There is no answer for your question. Every factor of your growing conditions is going to affect the others, it is a giant tangled mesh. Your humidity, light levels, temperature and temperature differentials, air movement, watering practices, water quality, fertilizer, pot size, material the pots sit on on the bench, under lights or greenhouse, greenhouse flooring material, outside climate to just name a few obvious conditions are all going to affect what potting mix you should use. All anyone can do is tell you what they have had best results with, and quite frankly before you consider that advice you probably should get an idea of what their results have been, there are a lot of people that talk a big game, but have very little evidence of real results. Their are several people on this forum who have demonstrated they are good growers, unfortunately some have left, but pay attention to them. But again, realize their conditions are different than yours. You need to work out your own best substrate. I have always favored suggesting a three part mix, one part organic substrate such as bark, one part relatively inert but not too heavy to control aeration such as sponge rock, and one part to control water retention such as sphagnum. Again these are just examples, there are numerous materials that can be used, you have to find which are available to you and useful. You can then adjust the relative quantities of these materials in the mix with experience to match your conditions, in some cases you may actually go to zero level on one or more of them. But you need to work put a mix that provides the right air and water levels and pH, and no one else online can tell you exactly what that should be. If you are totally at a loss where to start, find a Paph grower with similar consitions to yours and arrange a visit, look at their plants to be sure they are growing to the level you want, and then learn everything you can about how they grow. I hope there are no major typos, my iPad will not let me go back and check right now and it tends to change words. Good luck, observe your plants and you'll become a god grower.


----------



## Mocchaccino (Oct 18, 2011)

Bob Wellenstein said:


> There is no answer for your question. Every factor of your growing conditions is going to affect the others, it is a giant tangled mesh. Your humidity, light levels, temperature and temperature differentials, air movement, watering practices, water quality, fertilizer, pot size, material the pots sit on on the bench, under lights or greenhouse, greenhouse flooring material, outside climate to just name a few obvious conditions are all going to affect what potting mix you should use. All anyone can do is tell you what they have had best results with, and quite frankly before you consider that advice you probably should get an idea of what their results have been, there are a lot of people that talk a big game, but have very little evidence of real results. Their are several people on this forum who have demonstrated they are good growers, unfortunately some have left, but pay attention to them. But again, realize their conditions are different than yours. You need to work out your own best substrate. I have always favored suggesting a three part mix, one part organic substrate such as bark, one part relatively inert but not too heavy to control aeration such as sponge rock, and one part to control water retention such as sphagnum. Again these are just examples, there are numerous materials that can be used, you have to find which are available to you and useful. You can then adjust the relative quantities of these materials in the mix with experience to match your conditions, in some cases you may actually go to zero level on one or more of them. But you need to work put a mix that provides the right air and water levels and pH, and no one else online can tell you exactly what that should be. If you are totally at a loss where to start, find a Paph grower with similar consitions to yours and arrange a visit, look at their plants to be sure they are growing to the level you want, and then learn everything you can about how they grow. I hope there are no major typos, my iPad will not let me go back and check right now and it tends to change words. Good luck, observe your plants and you'll become a god grower.
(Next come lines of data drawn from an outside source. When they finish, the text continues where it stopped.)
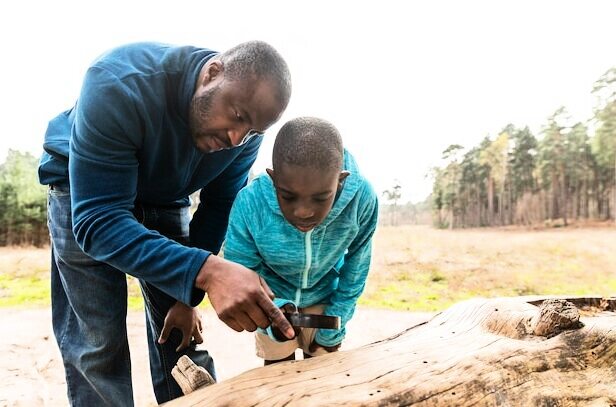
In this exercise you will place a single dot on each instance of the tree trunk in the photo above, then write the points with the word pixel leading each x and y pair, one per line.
pixel 507 351
pixel 490 200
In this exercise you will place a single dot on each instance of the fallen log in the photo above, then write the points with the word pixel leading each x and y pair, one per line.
pixel 507 351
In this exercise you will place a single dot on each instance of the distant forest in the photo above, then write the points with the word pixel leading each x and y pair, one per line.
pixel 518 178
pixel 514 178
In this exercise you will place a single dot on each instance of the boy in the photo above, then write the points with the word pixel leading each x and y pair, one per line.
pixel 307 230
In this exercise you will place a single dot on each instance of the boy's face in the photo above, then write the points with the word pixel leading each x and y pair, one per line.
pixel 306 195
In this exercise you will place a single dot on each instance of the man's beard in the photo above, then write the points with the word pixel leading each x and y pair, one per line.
pixel 200 114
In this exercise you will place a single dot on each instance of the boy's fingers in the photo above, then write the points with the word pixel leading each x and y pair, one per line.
pixel 197 335
pixel 275 315
pixel 185 341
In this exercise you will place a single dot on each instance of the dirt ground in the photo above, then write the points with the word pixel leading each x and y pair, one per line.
pixel 31 372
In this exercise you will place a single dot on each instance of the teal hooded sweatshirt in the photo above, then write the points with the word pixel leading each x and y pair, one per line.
pixel 327 265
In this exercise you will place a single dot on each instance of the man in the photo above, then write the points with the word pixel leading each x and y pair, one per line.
pixel 154 123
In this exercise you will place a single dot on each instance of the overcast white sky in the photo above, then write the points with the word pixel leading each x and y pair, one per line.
pixel 401 80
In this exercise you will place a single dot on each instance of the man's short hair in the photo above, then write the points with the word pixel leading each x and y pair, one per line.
pixel 259 60
pixel 308 142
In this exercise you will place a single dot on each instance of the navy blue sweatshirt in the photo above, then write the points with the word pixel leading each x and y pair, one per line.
pixel 127 140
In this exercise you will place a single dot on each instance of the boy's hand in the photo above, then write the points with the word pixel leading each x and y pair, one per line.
pixel 240 297
pixel 187 320
pixel 315 345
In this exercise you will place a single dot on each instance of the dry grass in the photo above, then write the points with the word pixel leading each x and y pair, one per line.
pixel 419 268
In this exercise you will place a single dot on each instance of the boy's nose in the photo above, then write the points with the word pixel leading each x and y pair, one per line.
pixel 303 212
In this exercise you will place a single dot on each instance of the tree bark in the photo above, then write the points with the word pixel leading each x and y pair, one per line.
pixel 507 351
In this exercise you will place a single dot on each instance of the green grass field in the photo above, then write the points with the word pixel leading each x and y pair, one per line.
pixel 417 268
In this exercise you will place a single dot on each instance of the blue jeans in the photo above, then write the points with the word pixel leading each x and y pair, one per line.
pixel 89 302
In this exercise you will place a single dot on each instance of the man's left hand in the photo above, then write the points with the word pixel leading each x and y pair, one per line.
pixel 187 320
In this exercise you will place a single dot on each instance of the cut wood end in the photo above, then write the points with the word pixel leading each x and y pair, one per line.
pixel 189 376
pixel 555 316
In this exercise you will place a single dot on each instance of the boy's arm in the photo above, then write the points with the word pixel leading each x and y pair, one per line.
pixel 353 273
pixel 240 246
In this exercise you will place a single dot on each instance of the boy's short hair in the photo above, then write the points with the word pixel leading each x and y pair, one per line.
pixel 308 142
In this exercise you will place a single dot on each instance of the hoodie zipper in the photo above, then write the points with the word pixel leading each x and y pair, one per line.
pixel 304 284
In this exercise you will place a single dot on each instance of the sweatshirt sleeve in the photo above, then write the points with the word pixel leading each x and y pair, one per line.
pixel 240 246
pixel 354 271
pixel 209 223
pixel 106 137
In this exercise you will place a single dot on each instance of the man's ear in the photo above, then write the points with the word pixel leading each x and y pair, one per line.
pixel 270 172
pixel 213 71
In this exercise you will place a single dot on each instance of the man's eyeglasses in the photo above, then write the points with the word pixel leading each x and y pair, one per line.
pixel 249 136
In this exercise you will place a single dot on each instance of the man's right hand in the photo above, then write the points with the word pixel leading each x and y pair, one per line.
pixel 240 297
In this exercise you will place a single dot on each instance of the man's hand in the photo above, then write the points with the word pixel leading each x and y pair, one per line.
pixel 240 297
pixel 315 345
pixel 187 320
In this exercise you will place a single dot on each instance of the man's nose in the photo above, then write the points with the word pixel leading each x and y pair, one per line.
pixel 236 136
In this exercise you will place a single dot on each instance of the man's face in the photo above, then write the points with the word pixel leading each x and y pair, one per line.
pixel 305 195
pixel 222 112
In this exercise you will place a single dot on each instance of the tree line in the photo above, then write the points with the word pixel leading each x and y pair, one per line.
pixel 23 203
pixel 518 178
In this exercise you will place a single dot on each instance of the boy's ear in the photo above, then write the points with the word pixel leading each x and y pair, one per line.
pixel 270 172
pixel 342 177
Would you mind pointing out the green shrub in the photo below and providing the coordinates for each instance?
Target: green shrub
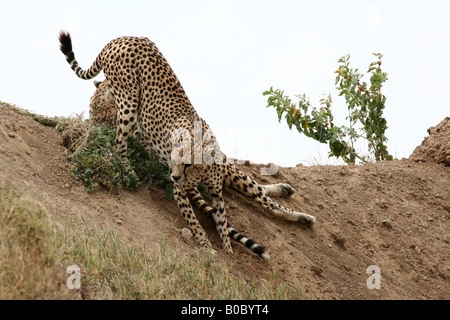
(365, 108)
(97, 163)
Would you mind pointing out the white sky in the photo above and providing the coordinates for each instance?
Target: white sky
(226, 53)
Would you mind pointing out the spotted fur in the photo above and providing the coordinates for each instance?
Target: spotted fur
(148, 97)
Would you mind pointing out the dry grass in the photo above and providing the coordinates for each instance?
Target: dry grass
(35, 254)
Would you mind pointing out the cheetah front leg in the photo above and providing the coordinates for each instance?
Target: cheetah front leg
(181, 197)
(278, 190)
(220, 219)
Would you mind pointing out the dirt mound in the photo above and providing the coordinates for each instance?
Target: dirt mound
(435, 147)
(393, 215)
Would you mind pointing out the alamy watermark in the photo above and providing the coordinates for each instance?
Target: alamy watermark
(374, 280)
(74, 280)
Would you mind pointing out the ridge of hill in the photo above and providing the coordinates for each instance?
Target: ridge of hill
(394, 215)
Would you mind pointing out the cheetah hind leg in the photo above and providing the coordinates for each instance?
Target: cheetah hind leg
(200, 203)
(182, 199)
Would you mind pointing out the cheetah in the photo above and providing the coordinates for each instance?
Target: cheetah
(149, 96)
(102, 108)
(103, 111)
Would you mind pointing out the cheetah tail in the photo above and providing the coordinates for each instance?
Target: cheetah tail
(66, 48)
(249, 243)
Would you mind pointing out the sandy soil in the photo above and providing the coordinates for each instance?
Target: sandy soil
(394, 215)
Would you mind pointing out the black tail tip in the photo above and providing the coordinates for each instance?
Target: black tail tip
(66, 42)
(262, 252)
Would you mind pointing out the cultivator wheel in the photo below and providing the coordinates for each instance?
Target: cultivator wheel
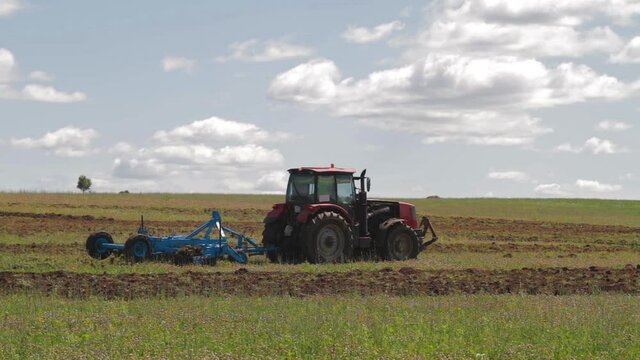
(328, 239)
(94, 242)
(401, 244)
(137, 248)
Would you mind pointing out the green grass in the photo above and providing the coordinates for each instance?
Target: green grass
(78, 261)
(492, 327)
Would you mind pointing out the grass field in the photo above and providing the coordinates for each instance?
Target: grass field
(497, 260)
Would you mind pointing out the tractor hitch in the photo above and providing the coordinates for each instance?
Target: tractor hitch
(426, 225)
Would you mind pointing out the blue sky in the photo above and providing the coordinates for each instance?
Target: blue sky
(455, 98)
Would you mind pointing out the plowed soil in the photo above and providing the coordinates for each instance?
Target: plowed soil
(494, 230)
(32, 223)
(479, 247)
(406, 281)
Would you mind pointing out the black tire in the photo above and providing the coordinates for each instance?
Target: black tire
(270, 236)
(93, 245)
(328, 239)
(138, 248)
(401, 243)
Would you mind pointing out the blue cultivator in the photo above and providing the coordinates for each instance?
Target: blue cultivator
(197, 247)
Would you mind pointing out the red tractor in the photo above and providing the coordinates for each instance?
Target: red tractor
(328, 218)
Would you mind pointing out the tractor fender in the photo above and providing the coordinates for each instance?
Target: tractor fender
(277, 212)
(311, 209)
(384, 228)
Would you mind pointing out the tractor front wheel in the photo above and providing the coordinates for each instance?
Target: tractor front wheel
(94, 245)
(137, 248)
(401, 243)
(328, 238)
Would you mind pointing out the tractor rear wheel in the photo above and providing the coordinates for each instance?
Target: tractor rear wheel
(94, 242)
(270, 236)
(137, 248)
(328, 239)
(401, 243)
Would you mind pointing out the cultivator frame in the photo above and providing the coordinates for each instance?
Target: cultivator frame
(142, 246)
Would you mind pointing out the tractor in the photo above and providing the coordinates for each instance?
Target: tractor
(327, 218)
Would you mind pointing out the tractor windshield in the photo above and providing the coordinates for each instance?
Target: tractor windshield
(301, 188)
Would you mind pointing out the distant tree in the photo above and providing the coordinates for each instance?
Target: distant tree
(84, 183)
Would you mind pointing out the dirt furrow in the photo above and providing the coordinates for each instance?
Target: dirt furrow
(404, 282)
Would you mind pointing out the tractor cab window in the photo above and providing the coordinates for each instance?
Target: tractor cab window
(346, 190)
(301, 188)
(326, 188)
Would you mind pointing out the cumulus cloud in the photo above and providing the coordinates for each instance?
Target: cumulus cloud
(122, 148)
(362, 35)
(8, 7)
(67, 142)
(539, 29)
(51, 94)
(629, 54)
(550, 190)
(254, 50)
(594, 146)
(480, 100)
(612, 125)
(512, 175)
(40, 76)
(215, 129)
(175, 63)
(8, 66)
(223, 152)
(596, 186)
(8, 76)
(138, 169)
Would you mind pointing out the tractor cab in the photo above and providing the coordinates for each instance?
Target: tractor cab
(313, 185)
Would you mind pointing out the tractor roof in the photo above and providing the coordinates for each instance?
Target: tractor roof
(323, 169)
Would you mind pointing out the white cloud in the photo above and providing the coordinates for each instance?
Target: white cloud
(7, 66)
(50, 94)
(174, 63)
(508, 175)
(275, 181)
(68, 142)
(596, 187)
(550, 190)
(486, 39)
(40, 76)
(612, 125)
(215, 129)
(479, 100)
(33, 92)
(363, 35)
(122, 148)
(138, 169)
(199, 156)
(594, 146)
(523, 28)
(8, 7)
(629, 54)
(254, 50)
(216, 154)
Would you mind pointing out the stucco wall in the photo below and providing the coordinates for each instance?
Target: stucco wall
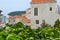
(44, 13)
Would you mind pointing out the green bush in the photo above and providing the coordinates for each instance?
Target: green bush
(19, 32)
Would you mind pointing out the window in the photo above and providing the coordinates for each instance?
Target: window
(35, 11)
(50, 8)
(37, 21)
(43, 21)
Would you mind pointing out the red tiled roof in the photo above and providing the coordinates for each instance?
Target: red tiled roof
(42, 1)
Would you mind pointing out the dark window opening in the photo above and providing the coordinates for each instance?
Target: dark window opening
(35, 11)
(37, 21)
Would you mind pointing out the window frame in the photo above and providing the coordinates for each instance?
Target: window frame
(37, 21)
(35, 11)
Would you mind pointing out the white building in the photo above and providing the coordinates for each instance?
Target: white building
(43, 11)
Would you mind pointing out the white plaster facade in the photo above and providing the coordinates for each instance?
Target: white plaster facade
(44, 13)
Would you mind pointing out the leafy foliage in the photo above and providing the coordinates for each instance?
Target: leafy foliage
(19, 32)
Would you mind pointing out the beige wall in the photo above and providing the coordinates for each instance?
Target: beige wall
(44, 13)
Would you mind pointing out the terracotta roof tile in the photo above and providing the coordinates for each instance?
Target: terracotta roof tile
(43, 0)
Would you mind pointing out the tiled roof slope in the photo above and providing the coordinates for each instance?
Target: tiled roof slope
(43, 1)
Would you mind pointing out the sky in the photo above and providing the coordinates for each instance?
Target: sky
(8, 6)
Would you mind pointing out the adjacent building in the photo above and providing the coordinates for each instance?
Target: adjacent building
(18, 16)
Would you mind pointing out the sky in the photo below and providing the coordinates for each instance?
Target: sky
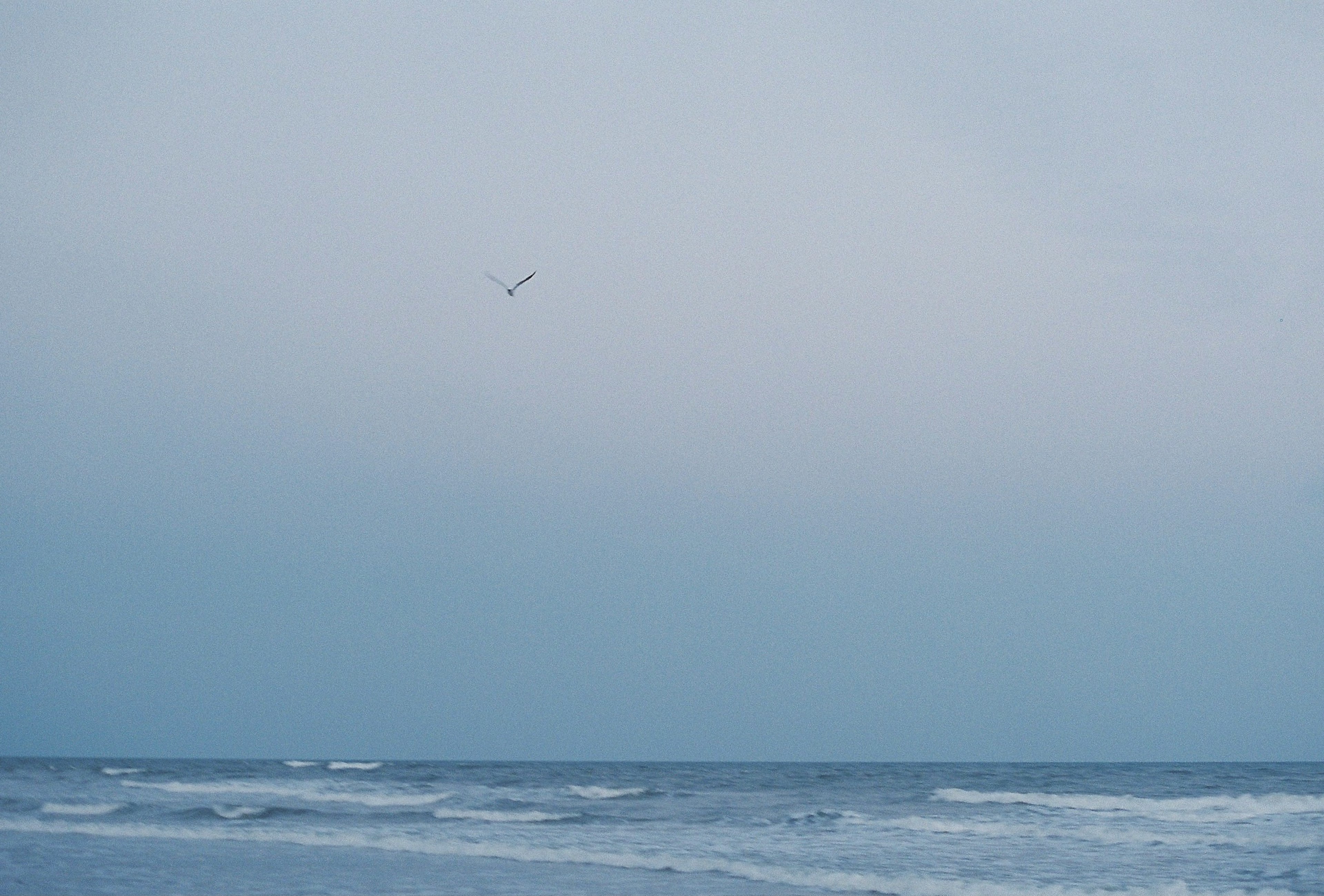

I agree with Bob and he gets the point as well. There's no absolute answer to your question. I very much appreciate your collection. However based on your questioning, I think you might be quite risky to try such a large number of flasks. If you choose an inappropriate potting mix, you maybe suffering from a big loss. 

It's always the best to try a few in order to get a feeling of what the seedlings need. Otherwise you bear the consequence.


----------



## Bob Wellenstein (Oct 18, 2011)

Just want to add I don't want to discourage others to give your suggestions, it would just be more helpful if you also describe what your growing conditions are so that Brett and others can interpret your information in light of their conditions.


----------



## Shiva (Oct 18, 2011)

Bob Wellenstein said:


> There is no answer for your question. Every factor of your growing conditions is going to affect the others, it is a giant tangled mesh.



Bob is absolutely right and I would add only a few comments. Keep the mix as simple as possible at first (maybe an already made orchid mix for your size plant). Then learn by observation. Does the plant grow well in that mix? Is it moist enough or too moist? All other factors like light, air movement, temperature and fertilizing will then come in and you'll have to adjust to those factors. And don't bite too much at once. You'll know by observation when you have nailed down the right formula for you.
if you can, join an orchid club. You will learn tons about growing orchids and some clubs will even give potting lessons to new members.
And lastly, don't be affraid to ask dumb questions. Only dumb people don't ask questions. Good luck with your fine list of plants! :drool:


----------



## Rick (Oct 18, 2011)

I think the big push with Orchiata bark goes back to all the nutrition talk we've been having on reducing K, upping Ca/Mg, and matching N type to irrigation alkalinity levels.

On top of that the humidity control is more important to seedlings than large established plants.

So I'm finding that potting mix may not be that important compared to nutrition and humidity/lighting.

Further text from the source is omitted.